The value of demo thinking is that it prevents us from getting ahead of ourselves and obsessing over possibly more refined future version of the music. So far, nothing feels refined about how I’ve gone about this demo and most of my musical decisions have been guided by a quiet desperation–a sense that since nothing is working convincingly, don’t worry about where the music is going. In sum, believing that this version is a demo frees me to play with what I have. Ironically, thinking about a piece in progress as a demo to keep the stakes low leads me to polish it because, after all, it’s a demo and I can always improve it later

But here’s the thing: I may not go back to the music. Sometimes demo thinking is a necessary fiction to get a piece done.

Curating The Week: Samplers, Samples, The Creative Paradox

• A documentary about the Fairlight CMI sampler.

“We started just sort of sampling anything we could get our hands on to see how it would sound when it played back at different pitches. I happened to have this record [Stravinsky’s Firebird Suite] on my shelf…and I recorded the first half a second of one of the tracks [“Infernal Dance of King Kashchei”] and it was the whole orchestra playing a big chord…This is arguably the most famous Fairlight sound.”

An essay about sampling in the music of Burial.

“Sampling — that is, the reconstitution and arrangement of prerecorded sounds (musical or otherwise) into something fundamentally different yet (potentially) still recognisable — is, in many ways, a hauntological act. Sample-based music affords a new existence to old sounds, a new reality that reinvents the audio fragment as something simultaneously old and new, both present and absent. As phenomena that reproduce the gestures and expressions of the departed, the no longer here, recordings themselves hold the power of resurrection—of exorcism.”

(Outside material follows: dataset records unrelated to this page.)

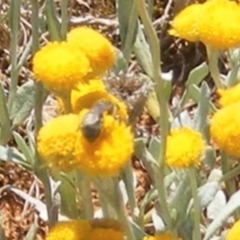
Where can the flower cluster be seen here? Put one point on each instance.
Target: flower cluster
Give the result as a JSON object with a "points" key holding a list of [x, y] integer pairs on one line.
{"points": [[61, 65], [181, 155], [209, 25], [234, 232], [86, 230], [164, 236], [93, 137]]}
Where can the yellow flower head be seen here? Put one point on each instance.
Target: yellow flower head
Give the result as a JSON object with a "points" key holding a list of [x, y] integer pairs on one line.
{"points": [[234, 232], [229, 96], [104, 229], [214, 28], [225, 129], [59, 67], [56, 142], [185, 24], [109, 152], [97, 48], [184, 148], [72, 230], [207, 23], [164, 236], [86, 95]]}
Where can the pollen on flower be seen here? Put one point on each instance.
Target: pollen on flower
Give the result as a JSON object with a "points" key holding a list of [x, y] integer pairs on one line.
{"points": [[109, 153], [59, 67], [85, 95], [184, 148], [185, 24], [229, 96], [164, 236], [205, 23], [97, 48], [56, 142], [72, 230], [234, 232], [225, 129], [214, 30]]}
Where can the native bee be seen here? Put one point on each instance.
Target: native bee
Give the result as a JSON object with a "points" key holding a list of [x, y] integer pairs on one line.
{"points": [[91, 124]]}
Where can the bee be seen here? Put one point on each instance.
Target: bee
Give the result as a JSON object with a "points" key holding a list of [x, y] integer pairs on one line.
{"points": [[91, 124]]}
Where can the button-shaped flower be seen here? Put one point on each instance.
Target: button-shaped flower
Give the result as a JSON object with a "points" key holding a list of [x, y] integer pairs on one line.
{"points": [[234, 232], [85, 95], [109, 152], [56, 142], [229, 96], [95, 46], [185, 147], [207, 23], [59, 66]]}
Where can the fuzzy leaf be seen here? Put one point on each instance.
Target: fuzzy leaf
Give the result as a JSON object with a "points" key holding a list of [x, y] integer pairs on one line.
{"points": [[227, 211], [23, 103], [4, 118]]}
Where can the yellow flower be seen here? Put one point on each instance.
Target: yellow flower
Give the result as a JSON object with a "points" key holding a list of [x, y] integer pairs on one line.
{"points": [[104, 229], [225, 129], [234, 232], [59, 67], [97, 48], [164, 236], [185, 24], [72, 230], [184, 148], [86, 95], [206, 22], [229, 96], [109, 152], [56, 142], [215, 30]]}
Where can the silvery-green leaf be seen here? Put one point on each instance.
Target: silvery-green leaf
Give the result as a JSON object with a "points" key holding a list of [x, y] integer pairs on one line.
{"points": [[154, 146], [197, 74], [158, 223], [183, 119], [142, 52], [216, 205], [31, 235], [228, 210], [207, 192], [120, 63], [123, 191], [24, 148], [13, 155], [23, 103], [145, 156], [215, 175], [209, 157], [202, 109], [4, 118], [128, 25]]}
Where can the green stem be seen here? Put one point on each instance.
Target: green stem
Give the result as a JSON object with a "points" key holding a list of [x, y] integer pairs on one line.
{"points": [[14, 25], [230, 183], [66, 98], [196, 208], [85, 190], [64, 18], [163, 106], [128, 181], [213, 55], [120, 210], [231, 174]]}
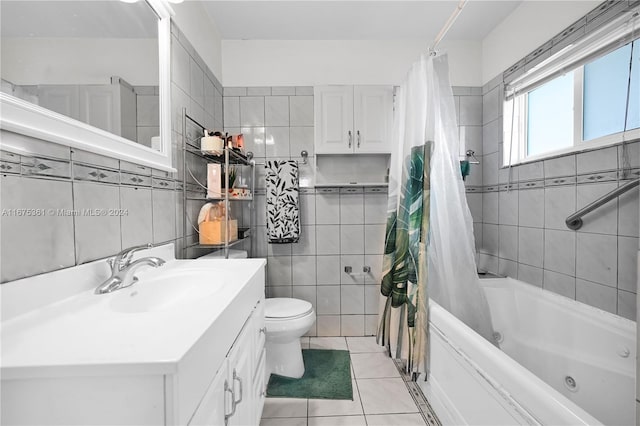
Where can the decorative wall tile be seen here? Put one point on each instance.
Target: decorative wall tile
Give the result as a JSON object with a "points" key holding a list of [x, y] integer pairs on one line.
{"points": [[470, 111], [530, 275], [560, 251]]}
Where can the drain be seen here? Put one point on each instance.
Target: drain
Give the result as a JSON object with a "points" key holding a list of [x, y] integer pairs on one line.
{"points": [[571, 384]]}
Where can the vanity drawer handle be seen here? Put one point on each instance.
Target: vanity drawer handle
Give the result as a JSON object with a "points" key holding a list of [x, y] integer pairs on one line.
{"points": [[233, 402], [239, 380]]}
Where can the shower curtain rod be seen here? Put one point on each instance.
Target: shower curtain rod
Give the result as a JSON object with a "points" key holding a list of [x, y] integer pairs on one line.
{"points": [[447, 25]]}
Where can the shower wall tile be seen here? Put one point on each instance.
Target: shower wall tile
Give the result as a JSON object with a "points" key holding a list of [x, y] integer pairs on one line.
{"points": [[559, 202], [597, 295], [508, 207], [530, 246], [627, 263], [470, 110], [374, 239], [564, 285], [530, 274], [597, 258], [508, 240], [560, 251], [507, 268], [627, 305], [531, 208], [604, 220]]}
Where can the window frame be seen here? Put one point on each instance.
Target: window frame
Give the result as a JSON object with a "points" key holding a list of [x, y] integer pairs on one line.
{"points": [[516, 153]]}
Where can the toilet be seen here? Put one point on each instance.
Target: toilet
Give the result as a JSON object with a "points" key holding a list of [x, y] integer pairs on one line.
{"points": [[287, 320]]}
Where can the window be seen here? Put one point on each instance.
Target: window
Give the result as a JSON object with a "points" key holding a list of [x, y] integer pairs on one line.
{"points": [[578, 100]]}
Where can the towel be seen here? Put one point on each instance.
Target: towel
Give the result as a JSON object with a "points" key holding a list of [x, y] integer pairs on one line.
{"points": [[283, 210]]}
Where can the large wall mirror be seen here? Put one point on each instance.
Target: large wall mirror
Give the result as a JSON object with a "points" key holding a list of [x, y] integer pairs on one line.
{"points": [[89, 74]]}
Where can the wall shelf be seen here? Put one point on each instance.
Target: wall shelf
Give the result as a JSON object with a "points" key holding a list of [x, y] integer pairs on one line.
{"points": [[229, 157]]}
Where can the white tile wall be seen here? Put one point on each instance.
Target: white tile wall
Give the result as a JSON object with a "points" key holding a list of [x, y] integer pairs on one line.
{"points": [[597, 264]]}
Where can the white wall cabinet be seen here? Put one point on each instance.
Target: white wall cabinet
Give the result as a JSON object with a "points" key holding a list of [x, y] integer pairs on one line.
{"points": [[353, 119]]}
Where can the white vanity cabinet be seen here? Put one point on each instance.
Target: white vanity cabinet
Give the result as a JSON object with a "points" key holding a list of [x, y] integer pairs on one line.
{"points": [[236, 394], [353, 119], [80, 362]]}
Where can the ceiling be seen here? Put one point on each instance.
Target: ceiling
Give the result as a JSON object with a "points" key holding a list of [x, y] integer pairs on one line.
{"points": [[354, 20], [77, 18]]}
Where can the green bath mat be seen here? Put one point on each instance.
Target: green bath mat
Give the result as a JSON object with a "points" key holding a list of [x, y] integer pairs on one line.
{"points": [[327, 375]]}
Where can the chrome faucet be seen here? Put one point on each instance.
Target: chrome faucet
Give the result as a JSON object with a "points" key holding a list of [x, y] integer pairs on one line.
{"points": [[122, 269]]}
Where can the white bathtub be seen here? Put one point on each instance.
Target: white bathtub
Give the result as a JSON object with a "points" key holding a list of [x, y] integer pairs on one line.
{"points": [[546, 338]]}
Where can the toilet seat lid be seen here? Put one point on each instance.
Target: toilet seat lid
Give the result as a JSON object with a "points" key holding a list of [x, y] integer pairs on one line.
{"points": [[286, 307]]}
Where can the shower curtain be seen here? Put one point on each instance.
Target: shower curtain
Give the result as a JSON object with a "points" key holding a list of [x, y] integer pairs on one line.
{"points": [[429, 243]]}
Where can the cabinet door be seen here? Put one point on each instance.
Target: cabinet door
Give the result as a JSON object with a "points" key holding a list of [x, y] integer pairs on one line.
{"points": [[217, 402], [241, 375], [333, 106], [373, 118]]}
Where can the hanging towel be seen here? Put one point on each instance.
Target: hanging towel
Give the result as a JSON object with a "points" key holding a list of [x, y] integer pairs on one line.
{"points": [[283, 211]]}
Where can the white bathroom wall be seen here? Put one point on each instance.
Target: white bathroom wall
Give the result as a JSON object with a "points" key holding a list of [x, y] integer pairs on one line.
{"points": [[529, 26], [316, 62], [55, 61], [202, 31]]}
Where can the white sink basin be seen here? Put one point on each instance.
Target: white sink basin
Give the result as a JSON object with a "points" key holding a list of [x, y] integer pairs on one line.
{"points": [[167, 290]]}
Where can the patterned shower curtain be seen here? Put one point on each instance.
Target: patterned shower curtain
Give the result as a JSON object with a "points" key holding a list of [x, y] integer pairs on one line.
{"points": [[429, 236]]}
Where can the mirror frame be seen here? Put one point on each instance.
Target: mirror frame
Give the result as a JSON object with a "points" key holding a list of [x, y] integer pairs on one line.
{"points": [[19, 116]]}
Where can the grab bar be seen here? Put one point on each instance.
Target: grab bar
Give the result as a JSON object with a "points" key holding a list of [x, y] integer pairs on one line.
{"points": [[575, 220]]}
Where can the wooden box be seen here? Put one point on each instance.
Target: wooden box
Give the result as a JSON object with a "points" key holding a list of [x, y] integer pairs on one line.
{"points": [[213, 232]]}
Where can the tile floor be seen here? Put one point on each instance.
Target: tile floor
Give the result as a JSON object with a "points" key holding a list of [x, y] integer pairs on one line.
{"points": [[380, 396]]}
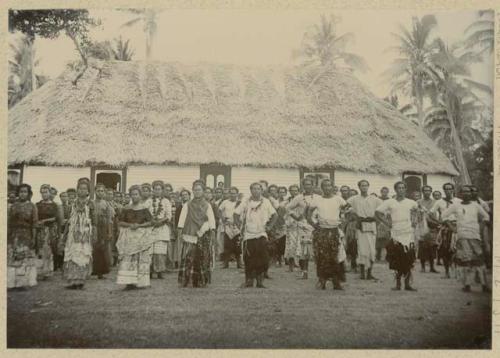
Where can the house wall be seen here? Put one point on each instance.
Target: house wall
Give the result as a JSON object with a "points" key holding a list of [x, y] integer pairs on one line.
{"points": [[243, 177], [61, 178], [178, 176]]}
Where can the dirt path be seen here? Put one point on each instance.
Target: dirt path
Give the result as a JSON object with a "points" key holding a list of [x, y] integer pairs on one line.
{"points": [[290, 313]]}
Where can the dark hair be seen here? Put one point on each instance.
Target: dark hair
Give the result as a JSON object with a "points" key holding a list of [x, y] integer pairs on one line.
{"points": [[399, 183], [254, 184], [27, 186], [326, 181], [363, 181], [452, 186]]}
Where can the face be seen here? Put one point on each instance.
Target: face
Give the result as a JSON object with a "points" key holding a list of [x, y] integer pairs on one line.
{"points": [[82, 191], [363, 187], [100, 193], [110, 195], [146, 192], [384, 193], [208, 194], [401, 190], [198, 191], [327, 187], [281, 193], [64, 198], [448, 191], [344, 191], [308, 186], [466, 193], [135, 196], [233, 195], [12, 197], [185, 196], [256, 191], [427, 192], [23, 194], [158, 191], [45, 193]]}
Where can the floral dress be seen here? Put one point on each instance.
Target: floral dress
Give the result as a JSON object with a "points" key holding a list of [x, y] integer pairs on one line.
{"points": [[78, 239], [47, 238], [21, 263]]}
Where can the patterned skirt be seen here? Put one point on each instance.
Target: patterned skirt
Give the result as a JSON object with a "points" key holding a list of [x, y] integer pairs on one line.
{"points": [[469, 252], [196, 262], [47, 242], [326, 251], [134, 269], [21, 263]]}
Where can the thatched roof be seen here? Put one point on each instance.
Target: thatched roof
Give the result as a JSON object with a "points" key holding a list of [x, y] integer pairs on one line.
{"points": [[154, 113]]}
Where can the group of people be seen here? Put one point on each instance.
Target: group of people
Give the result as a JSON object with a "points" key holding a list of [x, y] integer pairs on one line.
{"points": [[152, 230]]}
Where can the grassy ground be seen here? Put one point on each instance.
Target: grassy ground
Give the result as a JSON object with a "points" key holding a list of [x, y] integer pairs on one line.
{"points": [[290, 313]]}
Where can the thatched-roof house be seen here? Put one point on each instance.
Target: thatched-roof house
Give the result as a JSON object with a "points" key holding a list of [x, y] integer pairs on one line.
{"points": [[131, 122]]}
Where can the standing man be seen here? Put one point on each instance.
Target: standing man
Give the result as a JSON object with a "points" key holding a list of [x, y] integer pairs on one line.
{"points": [[427, 230], [230, 231], [324, 215], [401, 250], [298, 212], [469, 256], [383, 232], [363, 210], [256, 217], [449, 229]]}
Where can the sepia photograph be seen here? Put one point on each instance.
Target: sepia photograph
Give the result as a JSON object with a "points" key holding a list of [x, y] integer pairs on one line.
{"points": [[249, 178]]}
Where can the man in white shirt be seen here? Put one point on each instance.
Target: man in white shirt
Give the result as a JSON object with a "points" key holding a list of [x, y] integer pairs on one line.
{"points": [[401, 250], [448, 231], [469, 255], [363, 208], [230, 230], [256, 217], [324, 215]]}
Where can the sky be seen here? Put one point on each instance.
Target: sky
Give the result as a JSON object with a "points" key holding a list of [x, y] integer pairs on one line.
{"points": [[261, 37]]}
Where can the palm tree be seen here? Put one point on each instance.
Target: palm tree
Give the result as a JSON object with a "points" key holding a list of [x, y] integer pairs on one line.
{"points": [[481, 33], [323, 46], [455, 106], [22, 70], [150, 26], [410, 74], [122, 51]]}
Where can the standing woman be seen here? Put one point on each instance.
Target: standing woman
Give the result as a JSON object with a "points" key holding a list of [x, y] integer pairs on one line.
{"points": [[101, 254], [196, 228], [48, 232], [134, 243], [21, 257], [293, 229], [161, 210], [80, 234], [326, 236]]}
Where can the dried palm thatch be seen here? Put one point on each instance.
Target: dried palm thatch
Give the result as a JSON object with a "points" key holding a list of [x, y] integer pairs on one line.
{"points": [[123, 113]]}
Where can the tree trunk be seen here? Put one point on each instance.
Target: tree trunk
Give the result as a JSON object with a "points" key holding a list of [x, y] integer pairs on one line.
{"points": [[462, 167]]}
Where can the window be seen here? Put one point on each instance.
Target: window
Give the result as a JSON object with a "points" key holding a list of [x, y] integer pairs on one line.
{"points": [[317, 175], [111, 178], [14, 177], [213, 174]]}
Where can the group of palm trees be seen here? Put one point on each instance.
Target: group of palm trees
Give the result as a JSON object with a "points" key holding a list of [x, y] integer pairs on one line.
{"points": [[433, 75]]}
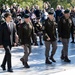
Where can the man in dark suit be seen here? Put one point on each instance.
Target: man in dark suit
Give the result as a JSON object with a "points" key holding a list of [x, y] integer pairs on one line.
{"points": [[7, 39]]}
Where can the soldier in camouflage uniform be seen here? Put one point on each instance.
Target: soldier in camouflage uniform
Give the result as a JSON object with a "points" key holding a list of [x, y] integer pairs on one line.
{"points": [[26, 32], [50, 37], [64, 29]]}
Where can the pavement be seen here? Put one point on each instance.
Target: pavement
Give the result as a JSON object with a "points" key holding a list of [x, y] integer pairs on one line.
{"points": [[37, 62]]}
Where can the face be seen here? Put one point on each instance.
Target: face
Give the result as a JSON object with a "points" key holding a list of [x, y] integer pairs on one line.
{"points": [[67, 15], [51, 16]]}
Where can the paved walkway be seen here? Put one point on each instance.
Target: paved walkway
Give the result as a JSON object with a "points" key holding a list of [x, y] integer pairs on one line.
{"points": [[37, 62]]}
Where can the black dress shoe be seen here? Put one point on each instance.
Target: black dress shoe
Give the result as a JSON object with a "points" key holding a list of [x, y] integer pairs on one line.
{"points": [[41, 43], [26, 65], [22, 60], [10, 70], [47, 61], [62, 57], [72, 42], [67, 60], [53, 60], [3, 67]]}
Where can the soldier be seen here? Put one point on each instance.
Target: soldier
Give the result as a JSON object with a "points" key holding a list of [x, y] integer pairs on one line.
{"points": [[64, 28], [26, 32], [38, 29], [50, 37]]}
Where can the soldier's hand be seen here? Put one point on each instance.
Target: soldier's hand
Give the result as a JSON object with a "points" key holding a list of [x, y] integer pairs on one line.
{"points": [[73, 35], [60, 38], [15, 44], [1, 46], [22, 46], [48, 39]]}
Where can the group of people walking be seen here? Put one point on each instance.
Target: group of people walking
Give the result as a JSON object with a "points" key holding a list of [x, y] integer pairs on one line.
{"points": [[26, 35]]}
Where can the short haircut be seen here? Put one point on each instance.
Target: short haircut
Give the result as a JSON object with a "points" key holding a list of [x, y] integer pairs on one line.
{"points": [[7, 14]]}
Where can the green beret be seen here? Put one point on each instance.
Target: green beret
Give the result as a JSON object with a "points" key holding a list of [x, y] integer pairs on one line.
{"points": [[66, 11], [26, 16]]}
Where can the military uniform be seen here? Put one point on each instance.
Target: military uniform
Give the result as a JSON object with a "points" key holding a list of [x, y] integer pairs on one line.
{"points": [[26, 32], [38, 31], [64, 28], [49, 31]]}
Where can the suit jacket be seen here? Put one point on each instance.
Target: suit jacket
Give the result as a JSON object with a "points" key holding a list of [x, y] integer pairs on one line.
{"points": [[7, 35]]}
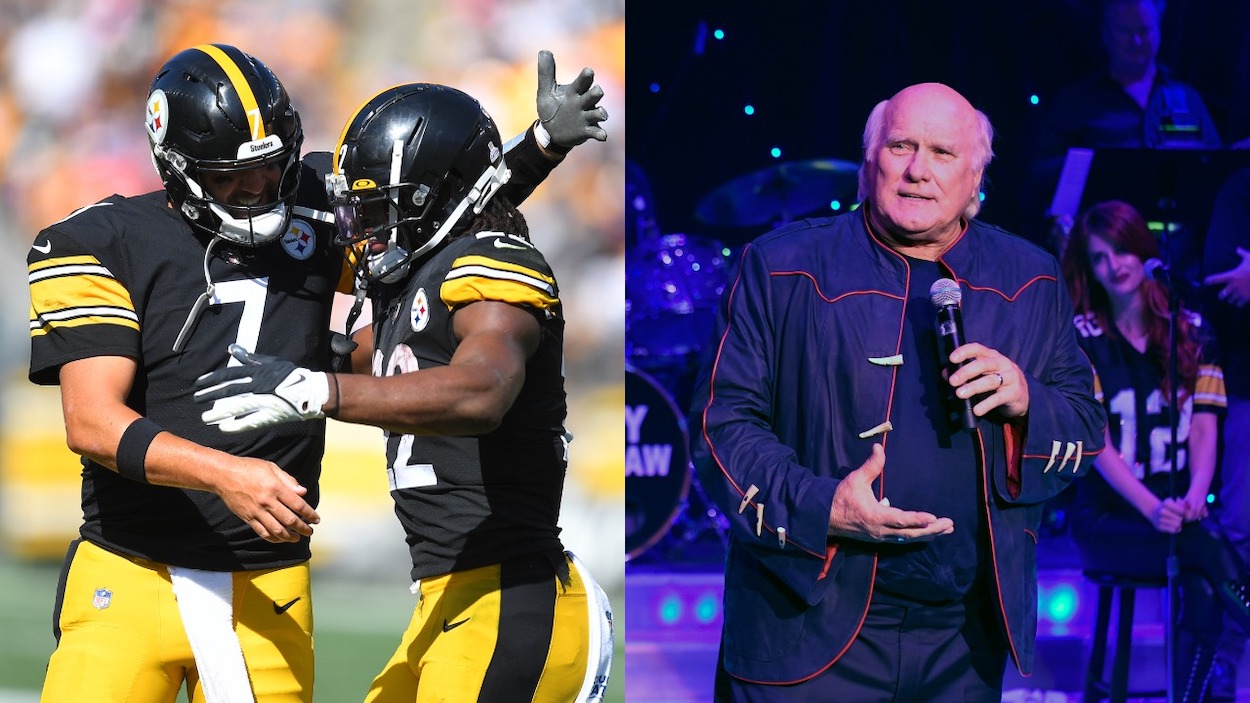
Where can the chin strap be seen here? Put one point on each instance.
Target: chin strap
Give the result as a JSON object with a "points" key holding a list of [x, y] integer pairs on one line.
{"points": [[200, 303]]}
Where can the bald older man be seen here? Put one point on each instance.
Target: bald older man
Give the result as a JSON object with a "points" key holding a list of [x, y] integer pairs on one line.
{"points": [[881, 549]]}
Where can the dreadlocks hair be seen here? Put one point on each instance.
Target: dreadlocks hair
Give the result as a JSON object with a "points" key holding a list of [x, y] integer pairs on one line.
{"points": [[499, 215]]}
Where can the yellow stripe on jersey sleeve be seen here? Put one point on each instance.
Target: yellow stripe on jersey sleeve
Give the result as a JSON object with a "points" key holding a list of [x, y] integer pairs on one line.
{"points": [[1209, 387], [481, 278], [76, 290]]}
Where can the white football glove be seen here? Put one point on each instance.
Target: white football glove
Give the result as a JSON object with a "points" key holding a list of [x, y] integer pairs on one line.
{"points": [[569, 114], [263, 392]]}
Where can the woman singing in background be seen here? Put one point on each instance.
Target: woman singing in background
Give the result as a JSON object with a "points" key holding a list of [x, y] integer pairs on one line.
{"points": [[1124, 512]]}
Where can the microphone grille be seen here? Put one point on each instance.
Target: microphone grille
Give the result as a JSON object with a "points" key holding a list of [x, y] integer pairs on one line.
{"points": [[945, 292]]}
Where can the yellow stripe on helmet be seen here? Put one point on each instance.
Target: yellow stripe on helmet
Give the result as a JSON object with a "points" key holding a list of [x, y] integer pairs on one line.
{"points": [[249, 99]]}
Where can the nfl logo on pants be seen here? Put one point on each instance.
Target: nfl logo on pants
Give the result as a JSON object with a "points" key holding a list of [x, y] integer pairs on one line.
{"points": [[101, 598]]}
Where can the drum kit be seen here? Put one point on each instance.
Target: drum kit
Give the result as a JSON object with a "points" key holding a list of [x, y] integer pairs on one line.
{"points": [[673, 285]]}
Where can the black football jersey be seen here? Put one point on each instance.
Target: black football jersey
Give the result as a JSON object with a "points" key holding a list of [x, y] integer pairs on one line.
{"points": [[468, 502], [1129, 384], [120, 278]]}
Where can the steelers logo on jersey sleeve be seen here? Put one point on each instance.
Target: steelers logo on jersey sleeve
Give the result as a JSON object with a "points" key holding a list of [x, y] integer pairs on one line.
{"points": [[299, 240], [420, 312]]}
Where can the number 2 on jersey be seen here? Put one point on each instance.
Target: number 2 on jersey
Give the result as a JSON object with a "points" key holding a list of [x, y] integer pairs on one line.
{"points": [[403, 473]]}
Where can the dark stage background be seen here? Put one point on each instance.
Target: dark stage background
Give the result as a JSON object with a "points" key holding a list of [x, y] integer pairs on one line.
{"points": [[813, 70]]}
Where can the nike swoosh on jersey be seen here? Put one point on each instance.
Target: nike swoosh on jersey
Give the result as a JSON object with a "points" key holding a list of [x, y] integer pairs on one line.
{"points": [[450, 627], [280, 609]]}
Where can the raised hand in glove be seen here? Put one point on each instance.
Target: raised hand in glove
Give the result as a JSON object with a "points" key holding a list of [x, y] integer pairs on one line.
{"points": [[261, 392], [569, 114]]}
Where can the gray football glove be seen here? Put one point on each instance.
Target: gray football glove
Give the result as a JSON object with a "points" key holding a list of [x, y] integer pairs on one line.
{"points": [[570, 113], [264, 390]]}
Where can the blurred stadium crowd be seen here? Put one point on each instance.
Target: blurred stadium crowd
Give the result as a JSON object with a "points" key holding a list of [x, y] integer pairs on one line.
{"points": [[73, 85]]}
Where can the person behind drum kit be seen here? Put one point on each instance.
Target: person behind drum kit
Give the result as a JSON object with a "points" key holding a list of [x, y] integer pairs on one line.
{"points": [[909, 574]]}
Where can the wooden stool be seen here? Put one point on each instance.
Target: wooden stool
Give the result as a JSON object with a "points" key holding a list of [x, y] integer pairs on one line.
{"points": [[1116, 688]]}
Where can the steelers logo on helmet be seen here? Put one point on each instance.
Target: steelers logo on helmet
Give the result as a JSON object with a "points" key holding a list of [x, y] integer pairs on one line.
{"points": [[299, 240], [158, 116], [420, 312], [423, 160], [214, 114]]}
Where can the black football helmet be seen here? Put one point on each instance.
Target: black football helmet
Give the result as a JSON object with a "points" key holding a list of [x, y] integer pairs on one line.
{"points": [[409, 165], [214, 109]]}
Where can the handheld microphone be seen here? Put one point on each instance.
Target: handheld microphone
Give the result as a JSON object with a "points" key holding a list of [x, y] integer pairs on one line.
{"points": [[945, 295]]}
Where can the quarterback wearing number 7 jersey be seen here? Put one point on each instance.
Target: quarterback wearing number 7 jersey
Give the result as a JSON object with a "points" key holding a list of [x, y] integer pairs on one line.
{"points": [[193, 561], [468, 383]]}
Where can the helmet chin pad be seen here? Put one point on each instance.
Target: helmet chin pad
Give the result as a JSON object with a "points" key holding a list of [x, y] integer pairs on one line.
{"points": [[254, 230]]}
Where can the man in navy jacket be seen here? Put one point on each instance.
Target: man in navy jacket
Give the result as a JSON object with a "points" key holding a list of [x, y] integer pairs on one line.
{"points": [[878, 549]]}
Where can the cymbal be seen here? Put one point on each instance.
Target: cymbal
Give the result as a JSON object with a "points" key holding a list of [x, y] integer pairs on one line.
{"points": [[779, 193]]}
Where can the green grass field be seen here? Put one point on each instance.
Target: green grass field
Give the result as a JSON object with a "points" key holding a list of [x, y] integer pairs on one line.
{"points": [[358, 627]]}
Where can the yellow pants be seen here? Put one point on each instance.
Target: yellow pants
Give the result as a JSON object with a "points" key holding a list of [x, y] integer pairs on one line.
{"points": [[121, 637], [506, 632]]}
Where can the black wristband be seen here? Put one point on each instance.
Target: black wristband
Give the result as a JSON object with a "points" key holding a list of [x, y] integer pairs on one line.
{"points": [[133, 448]]}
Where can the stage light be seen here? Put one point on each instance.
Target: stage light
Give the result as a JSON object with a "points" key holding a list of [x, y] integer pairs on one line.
{"points": [[1061, 603], [706, 608], [670, 609]]}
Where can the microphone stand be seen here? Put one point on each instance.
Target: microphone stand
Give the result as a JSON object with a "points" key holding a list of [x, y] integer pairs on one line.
{"points": [[1173, 420]]}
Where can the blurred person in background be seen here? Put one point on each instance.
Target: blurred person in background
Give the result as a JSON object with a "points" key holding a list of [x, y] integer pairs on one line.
{"points": [[1226, 262], [174, 514], [468, 382], [1125, 512]]}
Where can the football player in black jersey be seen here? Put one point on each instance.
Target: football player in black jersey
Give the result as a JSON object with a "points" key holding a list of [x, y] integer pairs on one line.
{"points": [[466, 358], [193, 558], [1124, 512]]}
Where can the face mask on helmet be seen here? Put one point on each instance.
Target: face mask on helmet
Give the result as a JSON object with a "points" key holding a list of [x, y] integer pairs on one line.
{"points": [[226, 143], [415, 164]]}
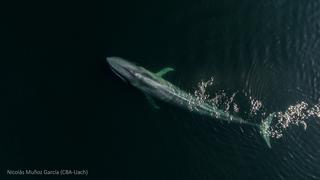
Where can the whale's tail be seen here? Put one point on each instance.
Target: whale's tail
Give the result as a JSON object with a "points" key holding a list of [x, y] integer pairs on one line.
{"points": [[264, 129]]}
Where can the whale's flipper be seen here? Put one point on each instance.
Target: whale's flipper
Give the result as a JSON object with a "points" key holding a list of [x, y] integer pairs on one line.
{"points": [[264, 127], [152, 103], [164, 71]]}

• A comic by Grant Snider about the creative paradox.

Start From Scratch (Again)

If you’re new to this blog or haven’t noticed its themes, I often write to distill ideas relating to music production workflows. I generalize based on my own experiences and share concepts that guide the work of other musicians. I think there are insights here and there, or at least an accumulation of analytical weft that points a way forward. 

But even as I look to others for ideas, there is one idea I practice most often: start from scratch (again). Sure, I keep track of what I’ve done, return to older pieces to polish them, and put tracks in progress into color-coded folders (the promising ones are green, the polished promising ones purple). But this is more busywork than essential work. The essential work has a different feel to it, and always a similar trajectory that builds from the ground up. For example, it might begin with new sounds, a new structure, a new way of relating these sounds and structures, fewer or more chords this time, a significant timbral difference, or a bigger or smaller ambiance. Such things can suggest a new idea. Essential work begins with a sense of freedom from what we’ve already done–a freedom to proceed as if naive and a freedom to ask, How about this? as a starting point.

Most of all, essential work is defined by its forward flow. In contrast to busywork that ticks off tasks once accomplished, essential work navigates a series of decision intersections. Picture being lost in an unfamiliar city (pre GPS), where you can’t see beyond where you currently are and don’t have a mental map of the place. Since you’re lost, you flow through your wayfaring decisions made in the moment: I’ll turn here to see what’s around the corner, or I’ll stay on this road until it ends. So it is with committing to sounds in the production moment as you use what you improvised as a structuring device, or build a piece around the first sound that really grabbed you. In the wayfaring of being lost and the wayfaring of doing essential work to create something new, your flow is always forward and there’s no going back, no do overs. It’s a performance! What makes both experiences essential and generative is your trust that they’ll lead you somewhere interesting.